India is passing through a development dilemma in which even public-spirited politicians (hoping it’s not an oxymoron) are fearful that improvement measures initiated by them might be misunderstood by voters. For instance, JNNURM is ready with funds to augment and modernise urban drinking water supply schemes, provided the urban local bodies receiving the grant agree on a user fee for operation and maintenance of the new lines. But most states would not like their cities to levy charges on drinking water, which, as they fallaciously argue, is regarded as a public good in India. However, a nominal water tax is in existence in most metros, but having water metres clamped on taps, as demanded by JNNURM, is still out of the question. Pressure is being mounted on the Mission to drop it from its reform agenda.

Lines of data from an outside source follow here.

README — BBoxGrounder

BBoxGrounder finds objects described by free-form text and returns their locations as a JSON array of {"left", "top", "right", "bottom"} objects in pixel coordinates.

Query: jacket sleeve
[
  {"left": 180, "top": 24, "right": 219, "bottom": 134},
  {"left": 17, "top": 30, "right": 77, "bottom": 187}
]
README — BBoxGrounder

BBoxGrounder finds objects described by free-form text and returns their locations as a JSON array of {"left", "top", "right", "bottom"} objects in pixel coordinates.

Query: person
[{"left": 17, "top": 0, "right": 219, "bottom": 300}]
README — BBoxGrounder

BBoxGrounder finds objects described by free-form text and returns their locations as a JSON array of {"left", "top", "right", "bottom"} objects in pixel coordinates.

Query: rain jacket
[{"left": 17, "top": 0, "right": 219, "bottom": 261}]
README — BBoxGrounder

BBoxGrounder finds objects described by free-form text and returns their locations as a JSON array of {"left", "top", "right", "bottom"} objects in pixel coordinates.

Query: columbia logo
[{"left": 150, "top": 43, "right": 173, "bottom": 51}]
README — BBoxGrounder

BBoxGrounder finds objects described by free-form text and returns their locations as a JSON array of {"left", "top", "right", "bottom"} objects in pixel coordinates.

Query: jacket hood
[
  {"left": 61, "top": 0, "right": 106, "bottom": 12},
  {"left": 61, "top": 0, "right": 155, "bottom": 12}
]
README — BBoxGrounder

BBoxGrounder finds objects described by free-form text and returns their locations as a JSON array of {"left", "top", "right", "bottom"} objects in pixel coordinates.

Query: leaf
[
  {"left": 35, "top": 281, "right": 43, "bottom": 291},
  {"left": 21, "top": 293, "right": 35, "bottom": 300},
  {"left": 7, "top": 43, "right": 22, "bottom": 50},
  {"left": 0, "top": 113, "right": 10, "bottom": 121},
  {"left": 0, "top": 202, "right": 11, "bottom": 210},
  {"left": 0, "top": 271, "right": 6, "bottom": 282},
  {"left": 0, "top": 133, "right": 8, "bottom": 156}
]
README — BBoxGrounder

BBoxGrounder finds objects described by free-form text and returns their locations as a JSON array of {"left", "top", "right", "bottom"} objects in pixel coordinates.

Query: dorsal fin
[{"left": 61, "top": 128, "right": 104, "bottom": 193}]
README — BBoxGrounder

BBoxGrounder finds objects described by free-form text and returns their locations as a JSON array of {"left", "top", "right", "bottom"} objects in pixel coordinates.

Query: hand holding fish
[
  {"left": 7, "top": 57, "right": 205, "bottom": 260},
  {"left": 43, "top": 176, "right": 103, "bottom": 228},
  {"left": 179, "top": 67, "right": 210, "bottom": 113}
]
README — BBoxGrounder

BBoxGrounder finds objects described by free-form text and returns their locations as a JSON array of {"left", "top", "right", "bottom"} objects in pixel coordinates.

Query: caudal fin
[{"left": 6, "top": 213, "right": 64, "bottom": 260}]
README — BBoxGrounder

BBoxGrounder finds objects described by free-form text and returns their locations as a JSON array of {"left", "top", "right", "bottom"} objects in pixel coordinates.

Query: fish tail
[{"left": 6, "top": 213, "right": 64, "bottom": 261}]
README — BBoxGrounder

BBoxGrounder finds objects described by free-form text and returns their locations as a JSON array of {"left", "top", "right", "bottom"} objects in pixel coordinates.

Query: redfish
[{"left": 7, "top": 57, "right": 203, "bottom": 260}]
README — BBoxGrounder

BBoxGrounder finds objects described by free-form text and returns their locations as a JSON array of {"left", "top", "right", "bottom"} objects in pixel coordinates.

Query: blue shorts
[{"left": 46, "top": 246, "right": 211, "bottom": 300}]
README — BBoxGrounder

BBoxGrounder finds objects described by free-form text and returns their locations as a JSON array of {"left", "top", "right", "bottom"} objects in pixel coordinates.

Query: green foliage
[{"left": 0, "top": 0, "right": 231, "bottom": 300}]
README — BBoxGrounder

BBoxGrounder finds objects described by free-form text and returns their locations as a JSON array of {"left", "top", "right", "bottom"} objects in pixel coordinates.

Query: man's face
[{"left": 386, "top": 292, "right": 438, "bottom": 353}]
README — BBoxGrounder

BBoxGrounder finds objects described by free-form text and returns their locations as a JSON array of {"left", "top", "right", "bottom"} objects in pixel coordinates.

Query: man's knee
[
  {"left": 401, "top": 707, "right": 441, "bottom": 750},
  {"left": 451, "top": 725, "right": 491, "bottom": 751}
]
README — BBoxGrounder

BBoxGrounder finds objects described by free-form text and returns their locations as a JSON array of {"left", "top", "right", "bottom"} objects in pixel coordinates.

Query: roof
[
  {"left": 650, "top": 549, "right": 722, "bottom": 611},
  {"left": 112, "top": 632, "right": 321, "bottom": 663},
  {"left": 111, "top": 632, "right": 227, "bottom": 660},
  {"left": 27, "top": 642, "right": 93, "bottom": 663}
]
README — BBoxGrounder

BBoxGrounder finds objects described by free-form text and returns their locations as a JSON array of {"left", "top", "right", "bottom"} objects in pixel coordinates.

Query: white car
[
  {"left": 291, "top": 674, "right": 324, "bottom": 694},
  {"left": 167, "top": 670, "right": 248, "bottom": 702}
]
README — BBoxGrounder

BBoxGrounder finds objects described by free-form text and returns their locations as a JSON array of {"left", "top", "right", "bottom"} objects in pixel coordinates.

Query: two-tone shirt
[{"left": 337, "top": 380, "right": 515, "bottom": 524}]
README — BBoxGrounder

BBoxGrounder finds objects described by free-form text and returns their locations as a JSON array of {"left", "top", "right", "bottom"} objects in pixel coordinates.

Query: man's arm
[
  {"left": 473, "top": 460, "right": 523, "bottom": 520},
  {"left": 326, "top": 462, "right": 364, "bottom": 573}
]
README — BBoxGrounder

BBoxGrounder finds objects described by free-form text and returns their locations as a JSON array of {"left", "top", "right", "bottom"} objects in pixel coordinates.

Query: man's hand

What then can save our cities? Carving them out of their states? It is fanciful thinking, considering that 60 per cent of India’s GDP comes from its urban areas. Lawmakers will not agree on parting with the cities. A way out, perhaps, is in making the seven cities with over 4 million population in 2001 mega-cities as they are called, follow the Greater London Authority (GLA) model. Following GLA’s inception in 1999, the Mayor of London is accountable only to an elected assembly of 25 members in taking all strategic decisions regarding the city. Such autonomy has brought about wide-ranging changes without any fuss — like the hefty ‘congestion charge’, which every Londoner cribs about but nobody questions the cause. There is still huge scope of intervention by Whitehall (read Sheila Dikshit in Delhi or CPM headquarters on Alimuddin Street in Kolkata), but nobody has the authority to question the strategic vision of the man in City Hall.

Ironically, the jinxed JNNURM was indeed pushing Indian cities to a similar situation. It demanded that the elected municipalities be given “city planning functions”. But why should the Indian politician surrender the opportunity to rule the cities from the background?

Sumit Mitra is a Kolkata-based writer. The views expressed by the author are personal.